Adhitya Herwin Dwiputra, Mendorong Lahirnya Petani Muda
›
Adhitya Herwin Dwiputra,...
Iklan
Adhitya Herwin Dwiputra, Mendorong Lahirnya Petani Muda
Regenerasi petani jadi persoalan besar buat Indonesia. Ini yang membuat Adhitya Herwin Dwiputra (27) getol mendorong anak muda untuk terjun ke sektor pertanian.
Oleh
Ester Lince Napitupulu
·4 menit baca
Selama ini, petani Indonesia lekat dengan citra miskin, tua, dan jauh dari kata keren. Makanya, generasi muda jarang yang mau menjadi petani. Adhitya Herwin Dwiputra (27) berusaha mengajak anak muda untuk mengubah citra itu dengan terjun sebagai petani.
Adhit mulai kampanye tentang sektor pertanian pada 2016 lewat media sosial. Ia mengunggah persoalan-persoalan yang dihadapi para petani dan kebutuhan pangan di masa depan. Ia, misalnya, memberikan ilustrasi bahwa pada 2035-2045 kebutuhan pangan akan meningkat seiring pertambahan penduduk.
Kebutuhan beras saja diperkirakan akan naik 100 juta ton. Pertanyaannya siapa yang akan menyediakan kebutuhan pangan itu jika tidak ada regenerasi petani dari sekarang.
Regenerasi petani jadi pekerjaan rumah yang besar buat Indonesia. Sensus Pertanian Antar Sensus (SUTAS) 2018 oleh Badan Pusat Statistik menunjukkan, dari sekitar 27 juta rumah tangga yang bekerja di sektor pertanian, kepala rumah tangga petani di Indonesia didominasi warga berusia 45 tahun ke atas. Kepala rumah tangga petani usia 25-44 tahun hanya 9,2 juta. Di bawah usia 25 tahun hanya 191.000 ribu.
Kami ingin anak anak-anak muda, apapun latar belakang pendidikannya, ikut memikirkan persoalan ini dan mencari solusi bersama
"Kami ingin anak anak-anak muda, apapun latar belakang pendidikannya, ikut memikirkan persoalan ini dan mencari solusi bersama,” ujar alumnus Fakultas Pertanian Universitas Gadjah Mada itu, yang dihubungi dalam beberapa kesempatan pada 2020.
Inisiatif ini mendapat dukungan dari banyak pihak, termasuk para senior dan dosennya di UGM. Adhit pun melangkah lebih lanjut. Bersama rekannya, Iftikar, ia membentuk gerakan Aku Petani Indonesia. Lewat gerakan ini mereka merancang kampanye sistematis untuk mendorong anak muda terjun ke sektor pertanian.

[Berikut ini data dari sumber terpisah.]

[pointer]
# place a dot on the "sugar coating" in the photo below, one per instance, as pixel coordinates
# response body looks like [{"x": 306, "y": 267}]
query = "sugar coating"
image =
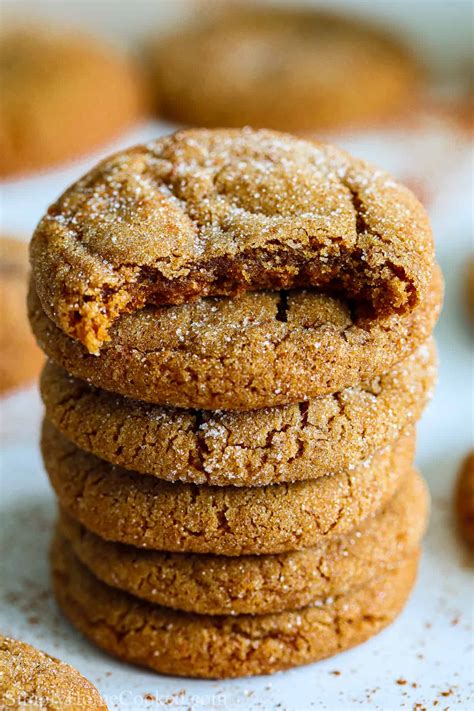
[
  {"x": 147, "y": 512},
  {"x": 32, "y": 679},
  {"x": 219, "y": 212}
]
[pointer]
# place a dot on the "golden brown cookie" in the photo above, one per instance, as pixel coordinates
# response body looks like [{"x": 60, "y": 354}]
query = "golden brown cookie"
[
  {"x": 62, "y": 96},
  {"x": 470, "y": 288},
  {"x": 125, "y": 507},
  {"x": 240, "y": 354},
  {"x": 20, "y": 357},
  {"x": 185, "y": 644},
  {"x": 209, "y": 213},
  {"x": 464, "y": 499},
  {"x": 30, "y": 679},
  {"x": 292, "y": 443},
  {"x": 288, "y": 68},
  {"x": 259, "y": 584}
]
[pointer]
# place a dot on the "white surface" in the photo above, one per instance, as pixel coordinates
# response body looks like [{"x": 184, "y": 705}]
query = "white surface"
[{"x": 431, "y": 644}]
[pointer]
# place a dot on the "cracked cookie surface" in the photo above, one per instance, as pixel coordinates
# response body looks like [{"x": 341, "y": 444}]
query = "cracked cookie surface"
[
  {"x": 285, "y": 68},
  {"x": 147, "y": 512},
  {"x": 237, "y": 354},
  {"x": 203, "y": 646},
  {"x": 260, "y": 584},
  {"x": 292, "y": 443},
  {"x": 31, "y": 679},
  {"x": 203, "y": 213},
  {"x": 20, "y": 357}
]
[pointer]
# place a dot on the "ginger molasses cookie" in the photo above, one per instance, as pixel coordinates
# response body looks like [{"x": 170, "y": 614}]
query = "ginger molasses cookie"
[
  {"x": 295, "y": 442},
  {"x": 464, "y": 499},
  {"x": 30, "y": 679},
  {"x": 260, "y": 584},
  {"x": 62, "y": 95},
  {"x": 186, "y": 644},
  {"x": 144, "y": 511},
  {"x": 469, "y": 288},
  {"x": 20, "y": 357},
  {"x": 287, "y": 68},
  {"x": 212, "y": 213},
  {"x": 257, "y": 350}
]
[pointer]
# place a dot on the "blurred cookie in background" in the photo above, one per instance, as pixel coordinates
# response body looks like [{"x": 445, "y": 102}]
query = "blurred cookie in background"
[
  {"x": 284, "y": 68},
  {"x": 31, "y": 679},
  {"x": 62, "y": 95},
  {"x": 20, "y": 357}
]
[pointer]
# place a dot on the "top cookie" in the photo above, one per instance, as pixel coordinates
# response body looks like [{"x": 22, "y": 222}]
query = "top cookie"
[
  {"x": 220, "y": 212},
  {"x": 286, "y": 68},
  {"x": 30, "y": 679},
  {"x": 63, "y": 95}
]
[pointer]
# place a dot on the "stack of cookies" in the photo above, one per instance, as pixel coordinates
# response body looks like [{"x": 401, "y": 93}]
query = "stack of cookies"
[{"x": 238, "y": 329}]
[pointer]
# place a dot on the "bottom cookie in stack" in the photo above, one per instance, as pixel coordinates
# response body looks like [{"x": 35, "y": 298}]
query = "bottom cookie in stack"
[{"x": 323, "y": 600}]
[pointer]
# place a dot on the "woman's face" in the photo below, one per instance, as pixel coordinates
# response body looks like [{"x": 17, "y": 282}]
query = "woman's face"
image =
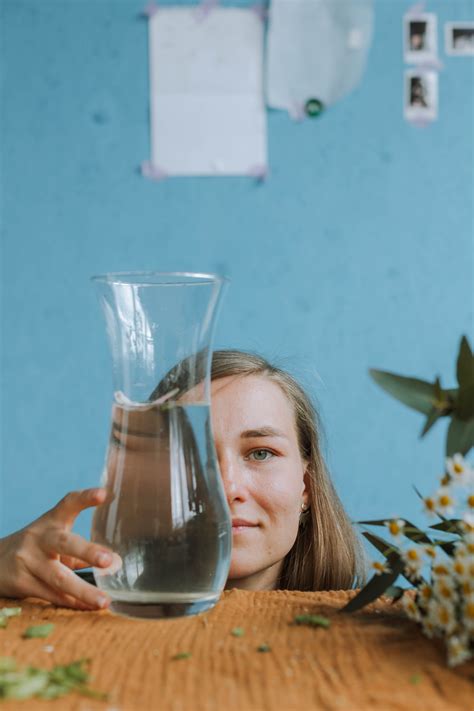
[{"x": 263, "y": 475}]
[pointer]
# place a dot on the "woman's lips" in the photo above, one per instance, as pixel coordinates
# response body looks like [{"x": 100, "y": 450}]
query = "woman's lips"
[{"x": 239, "y": 525}]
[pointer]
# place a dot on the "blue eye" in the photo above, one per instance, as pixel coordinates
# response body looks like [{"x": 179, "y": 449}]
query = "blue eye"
[{"x": 257, "y": 455}]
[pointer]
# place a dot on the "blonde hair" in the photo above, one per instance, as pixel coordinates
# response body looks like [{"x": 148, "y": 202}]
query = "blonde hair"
[{"x": 327, "y": 553}]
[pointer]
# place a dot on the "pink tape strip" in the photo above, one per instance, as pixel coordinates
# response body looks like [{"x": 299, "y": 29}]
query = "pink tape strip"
[
  {"x": 259, "y": 171},
  {"x": 153, "y": 172},
  {"x": 204, "y": 8},
  {"x": 150, "y": 9}
]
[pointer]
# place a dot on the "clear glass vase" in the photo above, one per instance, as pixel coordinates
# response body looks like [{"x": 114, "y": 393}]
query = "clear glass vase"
[{"x": 166, "y": 517}]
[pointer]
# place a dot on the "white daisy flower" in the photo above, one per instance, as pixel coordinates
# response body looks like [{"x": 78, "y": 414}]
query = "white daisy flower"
[
  {"x": 445, "y": 591},
  {"x": 442, "y": 567},
  {"x": 429, "y": 506},
  {"x": 413, "y": 560},
  {"x": 411, "y": 608},
  {"x": 429, "y": 628},
  {"x": 425, "y": 593}
]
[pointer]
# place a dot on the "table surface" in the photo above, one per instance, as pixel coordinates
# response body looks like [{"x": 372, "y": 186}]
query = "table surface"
[{"x": 373, "y": 659}]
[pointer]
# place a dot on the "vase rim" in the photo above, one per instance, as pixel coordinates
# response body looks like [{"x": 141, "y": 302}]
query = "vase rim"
[{"x": 151, "y": 278}]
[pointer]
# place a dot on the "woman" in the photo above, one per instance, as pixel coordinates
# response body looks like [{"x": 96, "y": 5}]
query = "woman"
[{"x": 290, "y": 530}]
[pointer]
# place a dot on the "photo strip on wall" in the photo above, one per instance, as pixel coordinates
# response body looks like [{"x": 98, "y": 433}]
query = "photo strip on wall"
[{"x": 420, "y": 48}]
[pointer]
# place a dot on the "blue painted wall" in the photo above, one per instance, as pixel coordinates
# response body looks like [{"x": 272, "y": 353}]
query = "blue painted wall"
[{"x": 357, "y": 252}]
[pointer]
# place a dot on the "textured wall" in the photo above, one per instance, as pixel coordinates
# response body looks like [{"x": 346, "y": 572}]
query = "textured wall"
[{"x": 357, "y": 252}]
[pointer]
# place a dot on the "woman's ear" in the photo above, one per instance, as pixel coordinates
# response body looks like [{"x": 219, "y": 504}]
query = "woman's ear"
[{"x": 306, "y": 493}]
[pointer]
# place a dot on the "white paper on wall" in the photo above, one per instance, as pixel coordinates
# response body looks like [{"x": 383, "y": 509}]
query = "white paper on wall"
[
  {"x": 317, "y": 49},
  {"x": 206, "y": 93}
]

Pada 2018, gerakan ini mendatangi kampus-kampus yang ada di Aceh, Medan, Palembang, Banten, Bogor, Jawa Tengah, dan Jawa Timur untuk kampanye pertanian. Salah satu programnya membuat kompetisi inovasi pertanian bagi siswa SMA dan mahasiswa. Pemenangnya diberi modal Rp 3 juta untuk menerapkan inovasi mereka.

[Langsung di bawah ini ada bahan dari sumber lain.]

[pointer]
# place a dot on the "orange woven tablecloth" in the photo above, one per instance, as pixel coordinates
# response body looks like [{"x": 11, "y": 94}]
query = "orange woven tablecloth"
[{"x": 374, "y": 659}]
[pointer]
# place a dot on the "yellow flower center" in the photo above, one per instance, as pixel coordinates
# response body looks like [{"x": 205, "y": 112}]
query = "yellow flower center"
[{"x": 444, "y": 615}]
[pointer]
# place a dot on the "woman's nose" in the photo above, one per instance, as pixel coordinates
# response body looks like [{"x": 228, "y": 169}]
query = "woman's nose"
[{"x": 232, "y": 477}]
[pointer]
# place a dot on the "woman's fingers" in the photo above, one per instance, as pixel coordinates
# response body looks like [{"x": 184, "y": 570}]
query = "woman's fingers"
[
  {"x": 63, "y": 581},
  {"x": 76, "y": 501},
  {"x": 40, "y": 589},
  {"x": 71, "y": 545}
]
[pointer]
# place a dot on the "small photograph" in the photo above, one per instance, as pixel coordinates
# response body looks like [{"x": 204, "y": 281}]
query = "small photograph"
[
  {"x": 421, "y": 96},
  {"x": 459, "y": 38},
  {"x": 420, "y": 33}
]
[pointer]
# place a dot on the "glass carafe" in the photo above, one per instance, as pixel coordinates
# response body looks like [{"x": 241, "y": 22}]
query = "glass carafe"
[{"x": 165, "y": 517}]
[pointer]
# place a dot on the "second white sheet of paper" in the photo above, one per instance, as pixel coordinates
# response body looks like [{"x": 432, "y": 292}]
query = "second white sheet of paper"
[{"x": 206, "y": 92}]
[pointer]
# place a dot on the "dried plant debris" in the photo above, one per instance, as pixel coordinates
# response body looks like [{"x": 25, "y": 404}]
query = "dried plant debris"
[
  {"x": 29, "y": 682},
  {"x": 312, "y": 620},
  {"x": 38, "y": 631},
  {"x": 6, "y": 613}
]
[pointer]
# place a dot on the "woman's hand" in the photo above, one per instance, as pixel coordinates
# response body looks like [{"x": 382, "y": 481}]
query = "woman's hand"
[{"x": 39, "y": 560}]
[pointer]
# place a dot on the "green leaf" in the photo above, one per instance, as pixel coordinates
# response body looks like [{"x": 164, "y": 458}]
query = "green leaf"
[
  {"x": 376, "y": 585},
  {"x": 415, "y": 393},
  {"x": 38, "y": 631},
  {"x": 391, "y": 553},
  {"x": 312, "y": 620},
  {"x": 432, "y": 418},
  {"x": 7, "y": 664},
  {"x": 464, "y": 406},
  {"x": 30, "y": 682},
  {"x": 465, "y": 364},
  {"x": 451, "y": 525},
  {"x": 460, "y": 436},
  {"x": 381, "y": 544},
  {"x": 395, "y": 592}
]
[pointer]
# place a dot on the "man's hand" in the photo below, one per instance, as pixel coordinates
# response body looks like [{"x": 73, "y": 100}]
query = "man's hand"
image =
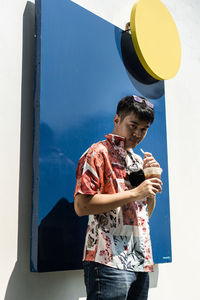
[
  {"x": 149, "y": 161},
  {"x": 148, "y": 188}
]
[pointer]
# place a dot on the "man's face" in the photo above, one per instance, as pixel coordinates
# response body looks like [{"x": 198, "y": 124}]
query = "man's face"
[{"x": 132, "y": 128}]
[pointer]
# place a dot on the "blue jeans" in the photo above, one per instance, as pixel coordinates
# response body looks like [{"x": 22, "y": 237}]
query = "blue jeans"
[{"x": 106, "y": 283}]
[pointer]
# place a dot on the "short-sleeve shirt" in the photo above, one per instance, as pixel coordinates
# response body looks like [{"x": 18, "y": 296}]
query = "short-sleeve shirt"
[{"x": 119, "y": 238}]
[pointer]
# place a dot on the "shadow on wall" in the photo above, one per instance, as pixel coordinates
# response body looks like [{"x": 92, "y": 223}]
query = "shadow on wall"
[{"x": 24, "y": 285}]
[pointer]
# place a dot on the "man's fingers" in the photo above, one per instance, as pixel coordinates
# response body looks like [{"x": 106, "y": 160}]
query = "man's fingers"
[{"x": 155, "y": 180}]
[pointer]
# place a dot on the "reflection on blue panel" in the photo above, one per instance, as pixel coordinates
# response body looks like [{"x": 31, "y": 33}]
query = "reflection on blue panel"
[{"x": 80, "y": 77}]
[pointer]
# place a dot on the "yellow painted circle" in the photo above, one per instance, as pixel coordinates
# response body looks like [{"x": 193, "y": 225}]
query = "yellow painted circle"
[{"x": 155, "y": 38}]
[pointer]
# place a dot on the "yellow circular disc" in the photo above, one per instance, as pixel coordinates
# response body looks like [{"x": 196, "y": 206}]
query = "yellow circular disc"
[{"x": 155, "y": 38}]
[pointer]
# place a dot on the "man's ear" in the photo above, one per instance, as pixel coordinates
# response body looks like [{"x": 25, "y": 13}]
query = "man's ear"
[{"x": 116, "y": 119}]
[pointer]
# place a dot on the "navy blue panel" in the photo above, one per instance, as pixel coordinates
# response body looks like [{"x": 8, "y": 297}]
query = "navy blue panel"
[{"x": 80, "y": 76}]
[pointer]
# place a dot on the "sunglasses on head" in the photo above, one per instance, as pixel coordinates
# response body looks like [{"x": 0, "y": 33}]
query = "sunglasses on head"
[{"x": 141, "y": 100}]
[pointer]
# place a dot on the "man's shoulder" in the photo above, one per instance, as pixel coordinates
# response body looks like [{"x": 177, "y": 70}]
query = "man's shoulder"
[{"x": 100, "y": 147}]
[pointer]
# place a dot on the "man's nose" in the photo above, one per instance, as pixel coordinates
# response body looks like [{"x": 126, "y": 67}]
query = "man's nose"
[{"x": 137, "y": 133}]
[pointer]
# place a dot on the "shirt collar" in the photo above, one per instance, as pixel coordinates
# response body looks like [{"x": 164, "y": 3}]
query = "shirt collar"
[{"x": 115, "y": 139}]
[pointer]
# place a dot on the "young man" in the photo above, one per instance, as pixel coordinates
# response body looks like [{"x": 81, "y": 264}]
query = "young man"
[{"x": 111, "y": 189}]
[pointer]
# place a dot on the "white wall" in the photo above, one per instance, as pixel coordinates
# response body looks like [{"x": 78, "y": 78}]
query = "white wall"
[{"x": 178, "y": 280}]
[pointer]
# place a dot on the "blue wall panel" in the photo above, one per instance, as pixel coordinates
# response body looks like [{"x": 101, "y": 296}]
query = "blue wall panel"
[{"x": 80, "y": 77}]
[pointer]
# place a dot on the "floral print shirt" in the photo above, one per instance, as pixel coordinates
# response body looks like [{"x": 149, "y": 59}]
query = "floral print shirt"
[{"x": 119, "y": 238}]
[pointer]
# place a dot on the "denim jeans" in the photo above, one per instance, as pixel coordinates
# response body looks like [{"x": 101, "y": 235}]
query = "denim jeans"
[{"x": 107, "y": 283}]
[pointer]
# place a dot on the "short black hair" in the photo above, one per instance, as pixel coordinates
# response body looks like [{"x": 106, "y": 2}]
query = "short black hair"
[{"x": 141, "y": 109}]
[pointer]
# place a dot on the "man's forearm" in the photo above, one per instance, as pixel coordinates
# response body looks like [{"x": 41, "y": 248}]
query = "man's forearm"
[
  {"x": 151, "y": 203},
  {"x": 101, "y": 203}
]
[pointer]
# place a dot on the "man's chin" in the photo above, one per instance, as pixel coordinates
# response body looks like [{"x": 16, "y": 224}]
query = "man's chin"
[{"x": 132, "y": 145}]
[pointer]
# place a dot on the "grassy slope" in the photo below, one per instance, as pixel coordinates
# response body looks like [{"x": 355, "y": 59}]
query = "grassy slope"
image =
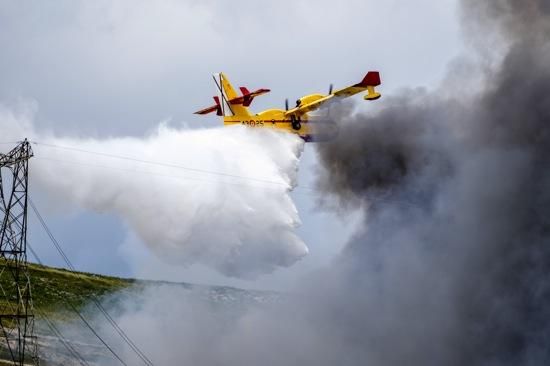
[{"x": 53, "y": 288}]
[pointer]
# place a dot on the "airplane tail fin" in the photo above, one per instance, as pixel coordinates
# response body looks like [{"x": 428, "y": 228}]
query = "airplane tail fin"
[
  {"x": 228, "y": 102},
  {"x": 370, "y": 81},
  {"x": 228, "y": 95}
]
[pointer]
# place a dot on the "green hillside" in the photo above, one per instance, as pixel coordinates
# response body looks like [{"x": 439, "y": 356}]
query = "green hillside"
[{"x": 53, "y": 288}]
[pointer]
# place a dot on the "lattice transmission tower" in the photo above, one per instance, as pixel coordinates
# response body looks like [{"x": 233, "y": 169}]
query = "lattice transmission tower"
[{"x": 16, "y": 309}]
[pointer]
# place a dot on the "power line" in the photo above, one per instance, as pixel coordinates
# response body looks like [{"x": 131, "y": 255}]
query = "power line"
[
  {"x": 178, "y": 177},
  {"x": 151, "y": 162},
  {"x": 97, "y": 303},
  {"x": 63, "y": 340}
]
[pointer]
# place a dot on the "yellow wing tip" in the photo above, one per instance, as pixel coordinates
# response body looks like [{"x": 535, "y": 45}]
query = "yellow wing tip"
[{"x": 372, "y": 96}]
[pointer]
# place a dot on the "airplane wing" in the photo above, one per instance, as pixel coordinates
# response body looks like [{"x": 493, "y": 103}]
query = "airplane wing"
[{"x": 369, "y": 82}]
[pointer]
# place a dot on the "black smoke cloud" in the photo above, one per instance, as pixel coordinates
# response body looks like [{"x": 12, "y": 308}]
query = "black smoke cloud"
[{"x": 456, "y": 192}]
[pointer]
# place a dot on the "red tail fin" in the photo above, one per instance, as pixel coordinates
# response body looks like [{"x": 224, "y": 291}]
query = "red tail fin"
[{"x": 371, "y": 79}]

Ia juga mengajak anak muda turun ke kebun atau sawah, lantas menjadi wirausahawan pertanian, dan menjalankan koperasi. Ia yakin itu semua bisa menghidupkan pertanian dan ekonomi kerakyatan. "Kami mendorong kolaborasi, mengajak anak muda memahami problem pertanian dan ikut berperan di dalamnya," ujar Adhit yang kini memiliki tim untuk mengurus kampanye Aku Petani Indonesia.
Anak muda yang tidak atau bergelut di dunia pertanian juga bisa ikut urun pemikiran. Mahasiswa Fakultas Hukum, misalnya, bisa mengkaji Undang Undang Agraria agar peluang alih fungsi lahan pertanian bisa ditekan. Mahasiswa Hubungan Internasional bisa menyumbang pemikiran mengenai diplomasi dan negosiasi untuk ekspor produk pertanian.
Sejauh ini, lanjut Adhit, gerakan Aku Petani Indonesia telah menyentuh sekitar 25.000 anak muda di berbagai kesempatan. Ia senang karena kampanye-kampanye regenerasi petani di kalangan anak muda, termasuk yang ia lakukan, mulai memperlihatkan hasil.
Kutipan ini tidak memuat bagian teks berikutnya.